Appellants fail to demonstrate the need for additional remedial measures. They have not offered any demonstration that disclosure strikes the wrong balance among the factors to be considered by the Election Supervisor, including the harm to be redressed, the cost and feasibility of the remedy, the audience likely to be reached, and available alternatives. As discussed in my February Appeal Decision, disqualifying members of the Hoffa slate from the election would be disproportionate to the harm caused. And neither mandatory participation in a candidate forum to debate electoral issues, nor the compensated distribution of Gegare campaign literature, would address the harm caused by the misconduct here. Those so-called remedies would in effect do nothing but provide Gegare with campaign opportunities, and the conduct here did not deprive him of such opportunities

In addition, neither Halstead nor Gegare has shown that the disclosures selected by the Election Supervisor are unreasonable. The Election Supervisor has determined that the IBT electorate can be adequately informed of the issues in this case by means of Teamster magazine and the distribution of notices on campaign literature tables. Halstead attacks these remedies by complaining that local union officials might sabotage notices intended for campaign literature tables, but the adequacy of the remedy cannot hinge on the assumption that IBT members will violate the Rules. Throwing away the notices would, itself, be a breach of the Rules and the Election Supervisor can address such violations if necessary.
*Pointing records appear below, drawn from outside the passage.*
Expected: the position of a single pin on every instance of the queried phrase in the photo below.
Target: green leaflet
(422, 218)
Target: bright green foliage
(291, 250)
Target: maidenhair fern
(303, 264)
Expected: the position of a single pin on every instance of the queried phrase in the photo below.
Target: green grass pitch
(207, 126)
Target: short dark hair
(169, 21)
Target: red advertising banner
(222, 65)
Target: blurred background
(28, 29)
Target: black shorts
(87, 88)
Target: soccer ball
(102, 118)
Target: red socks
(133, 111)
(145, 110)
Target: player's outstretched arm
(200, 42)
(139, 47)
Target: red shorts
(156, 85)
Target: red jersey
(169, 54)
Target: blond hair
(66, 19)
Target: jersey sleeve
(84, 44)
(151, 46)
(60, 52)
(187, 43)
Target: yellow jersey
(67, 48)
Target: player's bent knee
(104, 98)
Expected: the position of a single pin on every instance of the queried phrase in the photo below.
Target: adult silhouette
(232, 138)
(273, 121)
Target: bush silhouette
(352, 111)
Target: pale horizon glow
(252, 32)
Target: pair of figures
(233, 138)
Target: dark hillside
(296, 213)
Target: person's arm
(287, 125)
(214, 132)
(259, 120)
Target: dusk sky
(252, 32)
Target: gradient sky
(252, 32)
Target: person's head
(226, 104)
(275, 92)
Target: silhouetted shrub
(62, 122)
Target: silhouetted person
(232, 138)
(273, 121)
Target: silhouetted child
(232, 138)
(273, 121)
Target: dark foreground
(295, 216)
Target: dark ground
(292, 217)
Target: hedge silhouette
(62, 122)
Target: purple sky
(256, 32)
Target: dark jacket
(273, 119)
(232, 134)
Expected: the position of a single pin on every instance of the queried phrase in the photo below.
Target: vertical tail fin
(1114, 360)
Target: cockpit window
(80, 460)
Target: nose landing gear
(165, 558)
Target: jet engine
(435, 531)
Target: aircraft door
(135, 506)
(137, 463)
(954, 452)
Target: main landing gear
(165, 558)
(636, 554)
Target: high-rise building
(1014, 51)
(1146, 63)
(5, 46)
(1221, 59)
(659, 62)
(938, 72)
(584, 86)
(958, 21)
In sum, Appellants have not demonstrated any basis to alter the form of the remedies chosen by the Election Supervisor. The Election Supervisor's "discretion in fashioning an appropriate remedy is broad and is entitled to deference." In re: Jimi Richards, 00 Elec. App. 1 (Aug. 14, 2000). In this case, the issuance of a cease and desist order and dissemination of a remedial notice fall within the reasonable exercise of the Election Supervisor's discretion. Those aspects of the Remedial Order are therefore affirmed.

III.             Conclusion

The Remedial Order is REVERSED in part to reflect the modifications to the cease and desist order and remedial notice described above. The Remedial Order is AFFIRMED in all other respects.

SO ORDERED:

_/s/Kenneth Conboy______________
Kenneth Conboy
Election Appeals Master

Dated: April 1, 2011


CC: Distribution List

Andrew Shilling, Assistant United States Attorney

Brian Feldman, Assistant United States Attorney

 

 

[1] Accordingly, the notation in the Remedial Order that the January 2011 Decision was "reversed as to remedy only" is not accurate. See Remedial Order at 1.

[2] In several places, the Remedial Order mentioned that this case presented an "issue of first impression." The misuse of union resources is, unfortunately, not an issue of first impression. The novelty of this case is that the targets of the offers happened to reject what were, in effect, attempted bribes. That does not excuse the misconduct at issue, which was the offers themselves.

[3] The remedial notice, like the cease and desist order, largely tracks the language of the standard of conduct in the February Appeal Decision, but it makes two key changes. First, the notice inserts the term "solely" in two places. That choice on the part of the Election Supervisor is discussed below. Second, in the third clause of the sentence, it inserts the word "take," in italics in the following quotation: "or take any action solely designed to create" a political or electoral advantage. The word "take" distorts the standard stated in the February Appeal Decision. The phrase beginning "any action" refers to "action" on the part of the target of a job offer. In other words, it refers to "action[s]" that the offeree would take in exchange for the job. It does not refer to an "action" on the part of the official making the offer. Read literally, the formulation in the remedial notice would prohibit all campaign activity, whether union resources were involved or not.